To paraphrase an old saw, imbecility travels halfway around the world before sanity gets its shorts on. An old friend in Geneva sent me a link to a January 11 Susan Collins op-ed in the Bangor Daily News. It reads like the diary entry of a tone-deaf pre-adolescent.
Collins laments having worn heels to the January 6 Capitol insurrection and her inability to find parking when she returned to the capitol post-insurrection to rubber stamp the Electoral College.
It gets worse.
At first Collins thought the insurrection was an attack by Iran. You know, that country 10,000 miles east of here with the funny looking Ayatollah guys. Yeah, that one.
Good to know she’s learned something from her tenure on the Senate Select Committee on Intelligence with Rayburnesque Senate titans such as Marco “Castro’s Under My Bed” Rubio, Tom “I Love a Good Police Riot” Cotton and Richard “I Didn’t Dump Those Stocks” Burr.
But not to worry, after the insurrection and all that, Collins found her way to Senator Lisa Murkowski’s house, where she was able to enjoy a nice fire in the fireplace and a nice glass of wine. Whew. Insurrections sure can be tough.
For 73 days friends have been emailing and texting from all over the world asking what the hell it is with my home state of Maine and its senior Senator Susan Collins.
It all reminds me of when I did citizen lobbying for School of the Americas Watch in D.C. several years ago. SOAW was impressed that I had wrangled an appointment with a senator and they asked to send along an SOAW staffer to my meeting with Collins. I said sure.
Collins said she understood Honduras was introducing democracy and human rights classes for its military. You know, the Honduran military that’s always off having pizza whenever an environmentalist is murdered.
“Yes, that’s right,” the SOAW staffer said, “and the man who’s teaching the democracy and human rights classes is under indictment for colluding with drug traffickers.” Collins looked like someone had stolen her long underwear.
On February 4, 2020 Collins famously told CBS News she was quite sure Trump had learned his lesson from his highly instructive impeachment. Hence the heels on insurrection day.

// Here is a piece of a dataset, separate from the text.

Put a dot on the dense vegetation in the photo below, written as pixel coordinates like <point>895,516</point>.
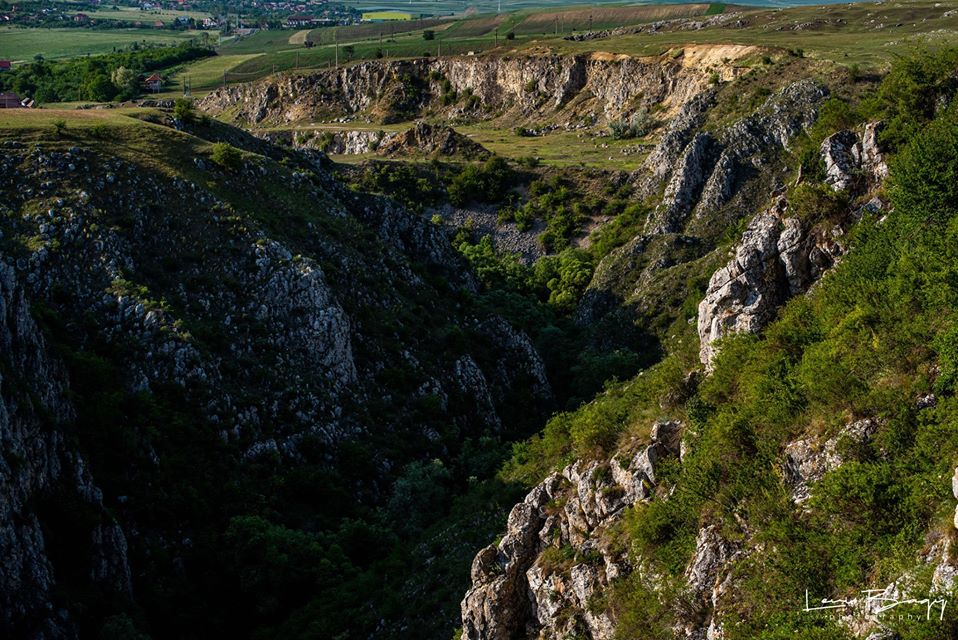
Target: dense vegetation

If you ever want to be a senator from Maine, all you have to do is memorize these four simple easy sentences. My neighbor Milton memorized them in only eight and half minutes, and he’s only 11, so you should be ok. Remember to furrow your brow.
“I am very concerned about this.” “He deserves his day in court.” “She deserves her day in court.” “It deserves its day in court.” There, see, that wasn’t so bad.
First Collins gave us Supreme Court Justice Neil Gorsuch, the only one of three appellate judges to uphold the firing of a truck driver who abandoned his rig rather than freeze to death. With January nights averaging two degrees Fahrenheit, one might think Caribou, Maine’s favorite daughter might be sympathetic to the inconvenience of fatal hypothermia. One would be wrong.
Then Collins gave us Supreme Court Justice Brett Kavanaugh. Never mind the sexual assault allegations. Never mind the senate’s refusal to hear more accusers. The guy lied to Congress. Repeatedly.
But that’s ok, as long as one’s yea vote is preceded by a drive-by hallway interview replete with requisite furrowed brow. All that’s missing is a loud helicopter and a coif of orange hair.
Hell, even People of Praise handmaids are ok on the Supreme Court if you remember to express real concern before voting to confirm the appointment.
Collins may have given us Gorsuch, Kavanaugh and Handmaid Amy Coney Barrett, but the Clinton/Perez/Wasserman Schultz DNC just saddled us with six more years of Collins by tilting the playing field against progressive Democrat Betsy Sweet in favor of zillionaire Sarah “From Away” Gideon.
Don’t give Mainers a choice between a zillionaire From Away and a horse’s ass, unless you’ve got a pretty good shovel. Any UMaine poli-sci major knows that.
I can’t wait to read about Collins’ adventures at the impeachment trial.